SILENOR (doxepin tablets) is a hypnotic (sleep) medicine that is used to treat people who have trouble staying asleep.

What are the possible side effects of SILENOR (doxepin tablets)?

SILENOR (doxepin tablets) can cause serious side effects including:

  • See “What is the most important information I should know about SILENOR (doxepin tablets) ?”

The most common side effect of SILENOR (doxepin tablets) is drowsiness or tiredness.

Tell your healthcare provider if you have any side effect that bothers you or that does not go away.

 

INDICATIONS

SILENOR is indicated for the treatment of insomnia characterized by difficulty with sleep maintenance. The clinical trials performed in support of efficacy were up to 3 months in duration.

DOSAGE AND ADMINISTRATION

The dose of SILENOR should be individualized.

Dosing In Adults

The recommended dose of SILENOR for adults is 6 mg once daily. A 3 mg once daily dose may be appropriate for some patients, if clinically indicated.

Dosing In The Elderly

The recommended starting dose of SILENOR in elderly patients (≥ 65 years old) is 3 mg once daily. The daily dose can be increased to 6 mg, if clinically indicated.

Administration

SILENOR should be taken within 30 minutes of bedtime.

To minimize the potential for next day effects, SILENOR should not be taken within 3 hours of a meal [see CLINICAL PHARMACOLOGY].

 

SIDE EFFECTS

The following serious adverse reactions are discussed in greater detail in other sections of labeling:

  • Abnormal thinking and behavioral changes
  • Suicide risk and worsening of depression

The total SILENOR dose should not exceed 6 mg per day.

Studies Pertinent To Safety Concerns For Sleep-promoting Drugs

Residual Pharmacological Effect In Insomnia Trials

Five randomized, placebo-controlled studies in adults and the elderly assessed next-day psychomotor function within 1 hour of awakening utilizing the digit-symbol substitution test (DSST), symbol copying test (SCT), and visual analog scale (VAS) for sleepiness, following night time administration of SILENOR.

In a one-night, double-blind study conducted in 565 healthy adult subjects experiencing transient insomnia, SILENOR 6 mg showed modest negative changes in SCT and VAS.

In a 35-day, double-blind, placebo-controlled, parallel group study of SILENOR 3 and 6 mg in 221 adults with chronic insomnia, small decreases in the DSST and SCT occurred in the 6 mg group.

In a 3-month, double-blind, placebo-controlled, parallel group study in 240 elderly subjects with chronic insomnia, SILENOR 1 mg and 3 mg was comparable to placebo on DSST, SCT, and VAS.

Other Reactions Observed During The Pre-marketing Evaluation Of SILENOR

SILENOR was administered to 1017 subjects in clinical trials in the United States.
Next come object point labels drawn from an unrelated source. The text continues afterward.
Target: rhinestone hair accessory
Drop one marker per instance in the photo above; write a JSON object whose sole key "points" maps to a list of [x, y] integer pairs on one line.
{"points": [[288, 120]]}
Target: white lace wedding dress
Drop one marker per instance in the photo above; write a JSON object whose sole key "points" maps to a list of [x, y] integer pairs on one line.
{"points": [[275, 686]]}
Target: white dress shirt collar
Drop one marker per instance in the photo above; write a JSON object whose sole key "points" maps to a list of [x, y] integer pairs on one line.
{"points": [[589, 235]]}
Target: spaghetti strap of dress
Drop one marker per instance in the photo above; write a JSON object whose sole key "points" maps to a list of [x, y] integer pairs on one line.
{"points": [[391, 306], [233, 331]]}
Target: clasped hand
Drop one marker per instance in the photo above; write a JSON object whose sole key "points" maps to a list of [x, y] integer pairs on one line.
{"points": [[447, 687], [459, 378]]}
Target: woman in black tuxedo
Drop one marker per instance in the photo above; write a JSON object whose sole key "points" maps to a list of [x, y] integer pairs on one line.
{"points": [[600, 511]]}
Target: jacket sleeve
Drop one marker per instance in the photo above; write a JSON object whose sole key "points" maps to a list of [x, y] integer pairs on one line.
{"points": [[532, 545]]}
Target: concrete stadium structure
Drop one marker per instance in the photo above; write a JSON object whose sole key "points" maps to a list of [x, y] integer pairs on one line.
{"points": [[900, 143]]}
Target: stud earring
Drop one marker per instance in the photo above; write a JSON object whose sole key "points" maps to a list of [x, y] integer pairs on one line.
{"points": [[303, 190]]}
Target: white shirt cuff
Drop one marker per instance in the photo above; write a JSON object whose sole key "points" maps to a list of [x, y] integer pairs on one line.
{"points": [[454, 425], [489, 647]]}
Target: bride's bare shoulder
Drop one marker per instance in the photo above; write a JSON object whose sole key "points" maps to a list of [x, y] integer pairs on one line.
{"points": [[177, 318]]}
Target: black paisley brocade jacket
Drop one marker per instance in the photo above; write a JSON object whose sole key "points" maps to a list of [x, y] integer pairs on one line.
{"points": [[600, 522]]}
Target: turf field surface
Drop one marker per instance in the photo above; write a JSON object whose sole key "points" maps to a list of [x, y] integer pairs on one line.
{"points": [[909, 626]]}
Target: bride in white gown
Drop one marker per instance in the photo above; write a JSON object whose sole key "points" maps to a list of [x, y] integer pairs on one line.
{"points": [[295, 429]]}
Treatment-emergent adverse reactions recorded by clinical investigators were standardized using a modified MedDRA dictionary of preferred terms. The following is a list of MedDRA terms that reflect treatment-emergent adverse reactions reported by subjects treated with SILENOR.

Adverse reactions are further categorized by body system and listed in order of decreasing frequency according to the following definitions: Frequent adverse reactions are those that occurred on one or more occasions in at least 1/100 subjects; Infrequent adverse reactions are those that occurred in fewer than 1/100 subjects and more than 1/1000 subjects. Rare adverse reactions are those that occurred in fewer than 1/1000 subjects. Adverse reactions that are listed in Table 1 are not included in the following listing of frequent, infrequent, and rare AEs.

Blood and Lymphatic System Disorders: Infrequent: anemia; Rare: thrombocythemia.

Cardiac Disorders: Rare: atrioventricular block, palpitations, tachycardia, ventricular extrasystoles.

Ear and Labyrinth Disorders: Rare: ear pain, hypoacusis, motion sickness, tinnitus, tympanic membrane perforation.

Eye Disorders: Infrequent: eye redness, vision blurred; Rare: blepharospasm, diplopia, eye pain, lacrimation decreased.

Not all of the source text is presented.